Spurring Next-Generation Genomics Analysis with Apache Spark
Lightning-Fast Unified Analytics Engine
Apache Spark/Hadoop is emerging as a standard framework for genomic data processing, where Apache Spark is an open-source general-purpose cluster computing engine, with built-in modules for streaming, SQL, machine learning and graph processing. ATGENOMIX data parallelization harnesses these advanced computing technologies as one complete workflow to accelerate your existing pipelines by orders of magnitude while adding scalability and reliability to the open-source tools.
Big Data Genomics
ADAM is a library and command line tool that enables the use of Apache Spark to parallelize genomic data analysis across cluster/cloud computing environments. ATGENOMIX builds fast alignment sorting, partitioning, and region query upon the ADAM APIs and stores data in the columnar Apache Parquet format. The technology maximizes parallel data I/O performance while eliminating the cost and bottleneck of legacy genomic file accesses.
A Puzzle with Millions to Billions of Pieces from Scratch
De novo assembly is one of the most fundamental problems in bioinformatics and string graph is the lossless data representation used by many best practice assemblers, such as SGA and LSG. Compared to de Brujin graph, string graph is more computational intensive; therefore, any solution to accelerate string graph construction is desired.
Apache Spark is a fast and general-purpose engine for large-scale data processing based on the MapReduce model, an in-memory computing framework for efficient data processing with parallel and distributed algorithms. Atgenomix data scientists implement a novel approach, called GraphSeq, to construct string graph for a genome in parallel, based on proprietary parallel suffix array algorithm on Spark. GraphSeq is >13X faster than SGA overlap implementation and computes the string graph of the 38X WGS PE data (NA12878 provided by 10X Genomics) in ~2 hours.

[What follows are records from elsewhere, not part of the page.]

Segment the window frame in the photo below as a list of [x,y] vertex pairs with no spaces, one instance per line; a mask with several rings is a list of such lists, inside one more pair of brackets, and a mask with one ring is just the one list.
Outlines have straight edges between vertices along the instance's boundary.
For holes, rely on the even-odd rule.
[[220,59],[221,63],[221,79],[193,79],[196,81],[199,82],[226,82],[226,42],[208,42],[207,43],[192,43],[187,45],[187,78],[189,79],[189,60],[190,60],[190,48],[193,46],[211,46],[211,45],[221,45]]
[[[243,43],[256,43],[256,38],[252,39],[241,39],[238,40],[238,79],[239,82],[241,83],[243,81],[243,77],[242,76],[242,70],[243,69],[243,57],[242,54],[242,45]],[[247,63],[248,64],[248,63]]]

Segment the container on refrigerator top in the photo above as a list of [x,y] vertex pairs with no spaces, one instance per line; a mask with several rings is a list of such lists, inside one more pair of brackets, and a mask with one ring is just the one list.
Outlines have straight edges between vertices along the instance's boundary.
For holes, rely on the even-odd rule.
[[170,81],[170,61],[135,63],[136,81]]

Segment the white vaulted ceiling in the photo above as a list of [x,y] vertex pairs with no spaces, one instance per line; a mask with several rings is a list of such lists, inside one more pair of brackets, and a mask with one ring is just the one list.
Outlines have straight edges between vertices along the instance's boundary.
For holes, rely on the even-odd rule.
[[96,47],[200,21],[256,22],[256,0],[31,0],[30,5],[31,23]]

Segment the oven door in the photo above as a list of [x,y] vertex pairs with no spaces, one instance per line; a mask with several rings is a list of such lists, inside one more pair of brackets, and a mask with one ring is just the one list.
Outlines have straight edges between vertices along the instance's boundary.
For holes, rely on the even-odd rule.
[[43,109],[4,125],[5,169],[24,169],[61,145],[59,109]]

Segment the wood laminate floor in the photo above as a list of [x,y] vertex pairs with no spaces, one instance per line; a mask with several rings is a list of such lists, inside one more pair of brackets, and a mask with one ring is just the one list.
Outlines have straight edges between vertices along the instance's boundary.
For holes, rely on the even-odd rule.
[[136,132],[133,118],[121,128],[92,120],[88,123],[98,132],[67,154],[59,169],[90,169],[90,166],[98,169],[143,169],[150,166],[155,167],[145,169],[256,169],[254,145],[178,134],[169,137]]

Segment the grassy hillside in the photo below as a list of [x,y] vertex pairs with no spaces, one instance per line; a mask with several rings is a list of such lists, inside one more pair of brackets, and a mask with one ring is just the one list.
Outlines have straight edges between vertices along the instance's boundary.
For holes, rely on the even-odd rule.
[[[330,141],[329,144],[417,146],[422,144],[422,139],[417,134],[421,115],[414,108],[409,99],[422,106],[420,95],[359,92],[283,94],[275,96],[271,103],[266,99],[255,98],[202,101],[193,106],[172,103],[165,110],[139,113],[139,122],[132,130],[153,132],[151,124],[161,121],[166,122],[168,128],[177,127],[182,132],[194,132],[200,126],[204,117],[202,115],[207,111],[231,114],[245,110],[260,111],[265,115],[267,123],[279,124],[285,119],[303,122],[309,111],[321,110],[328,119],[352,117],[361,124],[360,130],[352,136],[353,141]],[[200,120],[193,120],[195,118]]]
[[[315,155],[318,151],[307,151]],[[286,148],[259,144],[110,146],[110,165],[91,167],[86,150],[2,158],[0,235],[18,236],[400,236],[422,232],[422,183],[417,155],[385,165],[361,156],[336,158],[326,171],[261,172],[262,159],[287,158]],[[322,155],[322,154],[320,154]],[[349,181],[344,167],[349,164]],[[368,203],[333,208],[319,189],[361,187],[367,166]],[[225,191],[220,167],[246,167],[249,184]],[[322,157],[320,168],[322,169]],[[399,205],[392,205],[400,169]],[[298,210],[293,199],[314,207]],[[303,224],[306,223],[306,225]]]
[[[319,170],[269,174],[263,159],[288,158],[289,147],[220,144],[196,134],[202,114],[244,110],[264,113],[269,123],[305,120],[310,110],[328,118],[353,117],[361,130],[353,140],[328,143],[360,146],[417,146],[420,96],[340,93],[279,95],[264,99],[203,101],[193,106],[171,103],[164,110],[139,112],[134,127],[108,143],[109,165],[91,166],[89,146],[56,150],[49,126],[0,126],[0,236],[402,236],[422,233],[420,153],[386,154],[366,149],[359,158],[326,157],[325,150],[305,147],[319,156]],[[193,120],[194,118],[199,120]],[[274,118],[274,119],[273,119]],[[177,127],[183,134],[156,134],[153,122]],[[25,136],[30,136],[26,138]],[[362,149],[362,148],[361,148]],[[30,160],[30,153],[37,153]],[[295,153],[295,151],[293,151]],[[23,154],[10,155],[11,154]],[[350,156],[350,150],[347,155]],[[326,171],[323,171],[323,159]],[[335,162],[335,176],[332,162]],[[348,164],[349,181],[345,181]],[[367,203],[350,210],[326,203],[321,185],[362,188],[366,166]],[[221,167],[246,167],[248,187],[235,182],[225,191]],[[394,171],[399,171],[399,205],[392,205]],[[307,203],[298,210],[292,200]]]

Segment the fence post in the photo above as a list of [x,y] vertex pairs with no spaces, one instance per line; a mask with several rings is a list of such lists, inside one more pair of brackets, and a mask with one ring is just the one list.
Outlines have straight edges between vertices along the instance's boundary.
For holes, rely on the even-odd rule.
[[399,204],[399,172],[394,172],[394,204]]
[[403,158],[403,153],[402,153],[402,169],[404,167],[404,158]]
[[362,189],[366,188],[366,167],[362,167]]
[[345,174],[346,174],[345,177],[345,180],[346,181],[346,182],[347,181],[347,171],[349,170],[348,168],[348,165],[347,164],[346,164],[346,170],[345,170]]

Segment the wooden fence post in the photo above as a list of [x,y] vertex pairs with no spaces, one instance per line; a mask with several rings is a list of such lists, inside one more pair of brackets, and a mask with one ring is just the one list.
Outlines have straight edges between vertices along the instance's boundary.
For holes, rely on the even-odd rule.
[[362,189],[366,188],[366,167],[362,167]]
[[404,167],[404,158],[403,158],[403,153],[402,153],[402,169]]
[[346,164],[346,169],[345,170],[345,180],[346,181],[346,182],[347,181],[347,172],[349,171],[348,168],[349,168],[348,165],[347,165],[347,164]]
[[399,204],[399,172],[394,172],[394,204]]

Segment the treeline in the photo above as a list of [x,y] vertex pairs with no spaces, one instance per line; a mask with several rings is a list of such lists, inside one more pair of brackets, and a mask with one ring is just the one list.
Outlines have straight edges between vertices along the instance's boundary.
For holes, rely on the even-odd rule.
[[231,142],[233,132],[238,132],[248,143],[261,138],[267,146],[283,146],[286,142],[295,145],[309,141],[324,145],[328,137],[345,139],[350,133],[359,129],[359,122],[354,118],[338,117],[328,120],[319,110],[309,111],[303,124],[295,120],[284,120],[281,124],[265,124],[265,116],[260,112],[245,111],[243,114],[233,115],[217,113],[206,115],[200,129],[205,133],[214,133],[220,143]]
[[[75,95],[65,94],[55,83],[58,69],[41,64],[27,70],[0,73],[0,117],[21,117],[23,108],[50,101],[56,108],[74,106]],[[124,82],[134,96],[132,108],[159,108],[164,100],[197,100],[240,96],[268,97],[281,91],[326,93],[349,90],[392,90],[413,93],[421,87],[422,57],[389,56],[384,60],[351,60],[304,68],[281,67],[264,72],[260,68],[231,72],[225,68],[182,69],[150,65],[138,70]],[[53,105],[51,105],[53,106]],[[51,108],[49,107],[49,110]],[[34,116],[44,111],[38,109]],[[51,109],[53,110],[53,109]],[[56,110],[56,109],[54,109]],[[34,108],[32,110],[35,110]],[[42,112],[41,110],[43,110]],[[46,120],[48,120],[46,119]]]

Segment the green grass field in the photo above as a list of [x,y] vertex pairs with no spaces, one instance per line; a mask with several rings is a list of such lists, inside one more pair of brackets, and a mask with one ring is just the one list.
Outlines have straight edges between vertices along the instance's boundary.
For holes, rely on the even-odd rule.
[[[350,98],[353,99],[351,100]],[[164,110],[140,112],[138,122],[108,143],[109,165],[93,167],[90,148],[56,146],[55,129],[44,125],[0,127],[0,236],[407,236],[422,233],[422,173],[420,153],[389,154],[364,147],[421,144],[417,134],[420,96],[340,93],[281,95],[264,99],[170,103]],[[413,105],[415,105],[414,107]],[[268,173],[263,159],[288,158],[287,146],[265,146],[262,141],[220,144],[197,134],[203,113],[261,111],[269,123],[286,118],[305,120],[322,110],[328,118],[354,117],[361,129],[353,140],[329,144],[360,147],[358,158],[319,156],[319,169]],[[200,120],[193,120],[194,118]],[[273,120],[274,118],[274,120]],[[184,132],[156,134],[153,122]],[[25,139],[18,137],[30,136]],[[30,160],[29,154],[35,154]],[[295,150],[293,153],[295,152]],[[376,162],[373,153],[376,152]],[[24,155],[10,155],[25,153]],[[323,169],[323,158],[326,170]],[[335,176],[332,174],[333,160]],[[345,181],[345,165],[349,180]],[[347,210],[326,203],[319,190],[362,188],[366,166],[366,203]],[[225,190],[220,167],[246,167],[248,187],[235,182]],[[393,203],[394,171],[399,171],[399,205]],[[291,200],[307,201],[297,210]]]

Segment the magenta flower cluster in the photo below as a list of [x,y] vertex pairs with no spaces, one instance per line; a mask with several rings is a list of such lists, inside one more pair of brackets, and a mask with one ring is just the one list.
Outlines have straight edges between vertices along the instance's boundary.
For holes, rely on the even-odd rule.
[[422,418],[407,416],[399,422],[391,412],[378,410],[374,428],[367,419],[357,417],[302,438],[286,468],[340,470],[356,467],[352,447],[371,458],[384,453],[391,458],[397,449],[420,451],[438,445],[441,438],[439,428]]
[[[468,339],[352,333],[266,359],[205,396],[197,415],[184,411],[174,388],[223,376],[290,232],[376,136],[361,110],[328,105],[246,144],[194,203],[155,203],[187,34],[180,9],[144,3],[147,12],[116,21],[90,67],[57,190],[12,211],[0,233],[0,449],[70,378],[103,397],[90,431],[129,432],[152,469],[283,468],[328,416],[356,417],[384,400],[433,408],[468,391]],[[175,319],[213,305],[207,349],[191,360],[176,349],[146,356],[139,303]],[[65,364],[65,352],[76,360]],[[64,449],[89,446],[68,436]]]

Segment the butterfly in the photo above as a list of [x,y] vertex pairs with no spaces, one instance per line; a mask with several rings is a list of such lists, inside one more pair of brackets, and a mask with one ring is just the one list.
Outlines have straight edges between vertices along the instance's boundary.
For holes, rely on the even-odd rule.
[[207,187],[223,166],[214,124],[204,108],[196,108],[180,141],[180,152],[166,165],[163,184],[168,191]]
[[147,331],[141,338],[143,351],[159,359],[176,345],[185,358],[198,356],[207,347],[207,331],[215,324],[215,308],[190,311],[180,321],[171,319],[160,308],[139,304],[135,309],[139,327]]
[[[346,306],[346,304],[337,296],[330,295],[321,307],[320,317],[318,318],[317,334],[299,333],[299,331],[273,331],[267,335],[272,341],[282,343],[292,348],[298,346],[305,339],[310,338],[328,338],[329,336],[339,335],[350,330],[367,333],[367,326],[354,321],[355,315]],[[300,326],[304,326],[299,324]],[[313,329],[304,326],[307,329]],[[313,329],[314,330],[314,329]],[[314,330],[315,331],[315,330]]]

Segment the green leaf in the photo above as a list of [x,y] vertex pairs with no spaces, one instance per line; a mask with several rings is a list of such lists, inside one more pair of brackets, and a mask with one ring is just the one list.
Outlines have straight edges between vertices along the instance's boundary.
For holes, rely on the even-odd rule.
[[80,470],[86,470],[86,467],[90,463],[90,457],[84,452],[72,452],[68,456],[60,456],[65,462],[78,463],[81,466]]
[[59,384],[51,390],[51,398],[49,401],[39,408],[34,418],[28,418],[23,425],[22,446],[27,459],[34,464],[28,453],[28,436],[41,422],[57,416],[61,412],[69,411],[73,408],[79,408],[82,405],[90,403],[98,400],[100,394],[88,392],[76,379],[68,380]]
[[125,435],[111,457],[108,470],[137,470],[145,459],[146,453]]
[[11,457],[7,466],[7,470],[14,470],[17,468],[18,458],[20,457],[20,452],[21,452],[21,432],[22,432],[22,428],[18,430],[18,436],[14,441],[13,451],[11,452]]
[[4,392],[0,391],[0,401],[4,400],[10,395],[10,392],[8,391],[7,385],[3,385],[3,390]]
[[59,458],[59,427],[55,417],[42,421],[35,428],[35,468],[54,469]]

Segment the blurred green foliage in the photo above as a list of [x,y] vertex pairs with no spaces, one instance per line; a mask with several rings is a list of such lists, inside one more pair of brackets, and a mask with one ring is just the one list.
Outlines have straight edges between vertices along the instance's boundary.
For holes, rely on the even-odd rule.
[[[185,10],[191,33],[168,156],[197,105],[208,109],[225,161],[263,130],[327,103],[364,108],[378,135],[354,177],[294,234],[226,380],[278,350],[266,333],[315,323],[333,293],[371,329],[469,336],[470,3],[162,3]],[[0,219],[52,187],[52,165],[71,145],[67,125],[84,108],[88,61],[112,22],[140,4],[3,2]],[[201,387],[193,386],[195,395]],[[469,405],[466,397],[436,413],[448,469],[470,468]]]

GraphSeq tool kit is publicly available on the Atgenomix GitHub repository for noncommercial uses.
Cohort-based Annotation of Genetic Variants
Researchers need to easily annotate and interpret genetic variants derived from a large quantity of personal genomes. ATGENOMIX develops an integrated interface to annotate the variants based on curated databases as well as in silico estimation on the effects of the variants. We adopt the scalable cluster computing framework, Apache Spark, and incorporate several parallel algorithms to speed up the process of variant annotation and interpretation. The key advances include efficient annotation on large structural variations, diverse combinations of variant filters, easy incorporation with a vast amount of public databases, and scalable architecture of analyzing hundreds of human whole genomes simultaneously. The generated annotation will then be stored in Elasticsearch for real-time query and exploratory analysis.